Chris Littlecott, associate director of the climate change think tank E3G, believes that CCS is “difficult and expensive” and there should definitely be “a healthy degree of scepticism around big government commitments”. However, “ultimately it is important to support the technology so that it remains an option on the table for companies who are starting to make decisions about their next investments and decarbonisation pathways”. Littlecott adds that other European countries including Denmark and Norway have CCS strategies of similar ambition to that of the UK. 

Josh Burke, senior policy fellow at the Grantham Research Institute on Climate Change, at the London School of Economics, also believes that there should be significant “levelling up opportunity” from CCS in the north of England, which is part of the government's argument for the technology. “But the case for CCS should not be used to justify the further extraction of fossil fuel reserves in the North Sea,” he said. This week the government said it would grant more than a hundred new oil and gas licenses to "boost British energy independence".

For CCS to be implemented in a way that makes commercial sense in the UK, several factors will be crucial. First, there needs to be “the correct combination of regulation and the financial incentives to drive investment in the technology towards good performance”, said Littlecott. Establishing big industrial clusters will make good practical sense, but beyond the £20bn investment already committed by the government, there will need to be a clear “economic driver” for CCS to make long-term commercial sense.

Raising the price of emitting carbon on the UK Emissions Trading Scheme could be a means of achieving this economic driver, suggested Benton, “so that if you have installed CCS but are not hitting a very high capture rate, you will have to pay a penalty for the carbon that you emit”.

Second, it needs to be clear that CCS is always going to be an additional output on top of the cost of the emitting process to which it is attached, unlike renewables like solar and wind, which are cheap and low carbon in themselves.
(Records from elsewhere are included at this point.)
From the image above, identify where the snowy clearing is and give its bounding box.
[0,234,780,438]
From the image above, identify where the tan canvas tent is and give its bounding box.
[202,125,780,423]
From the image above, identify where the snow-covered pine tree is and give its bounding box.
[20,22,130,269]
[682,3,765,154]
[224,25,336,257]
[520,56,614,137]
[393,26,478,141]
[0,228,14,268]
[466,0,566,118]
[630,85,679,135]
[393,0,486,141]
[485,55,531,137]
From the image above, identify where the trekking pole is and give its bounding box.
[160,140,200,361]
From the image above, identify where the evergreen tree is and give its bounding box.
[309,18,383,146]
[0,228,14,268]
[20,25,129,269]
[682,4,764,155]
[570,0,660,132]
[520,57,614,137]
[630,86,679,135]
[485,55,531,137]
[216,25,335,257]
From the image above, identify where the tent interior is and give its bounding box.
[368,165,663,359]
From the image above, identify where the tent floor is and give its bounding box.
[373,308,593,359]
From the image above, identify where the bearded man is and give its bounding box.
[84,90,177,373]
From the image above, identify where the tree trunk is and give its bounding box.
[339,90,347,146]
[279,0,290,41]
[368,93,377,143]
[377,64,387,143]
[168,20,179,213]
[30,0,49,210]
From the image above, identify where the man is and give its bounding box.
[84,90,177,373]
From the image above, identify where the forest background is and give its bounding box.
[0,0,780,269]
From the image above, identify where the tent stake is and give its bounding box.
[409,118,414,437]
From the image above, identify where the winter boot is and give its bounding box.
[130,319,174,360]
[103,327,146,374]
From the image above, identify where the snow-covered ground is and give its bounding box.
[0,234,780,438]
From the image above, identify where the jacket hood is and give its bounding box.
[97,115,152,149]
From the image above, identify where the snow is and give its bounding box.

And CCS will probably never be competitive in a large number of sectors, including road transportation (where electric vehicles reign supreme), heating (compared with the benefits of electric heat pumps), the vast majority of power generation (where solar and wind can be used), and also in hydrogen production, where green hydrogen produced from renewables is likely to be cheaper. Where CCS will “definitely make sense” is in carbon-intensive industrial sectors where emissions are hard to abate, such as cement, glass or petrochemicals production, said Shah.

CCS cannot be championed at the expense of other green measures, either. According to the carbon budget delivery plan – also announced in March – within the next 15 years the UK will need to start generating 99 per cent of its electricity from low-carbon sources, up to a third of homes will be heated with electric heat pumps, and half of UK cars will be electric if we are to meet net-zero targets. These transformative changes will require ambitious policy, significant financing and tight regulation – a major challenge that the government has so far failed to meet.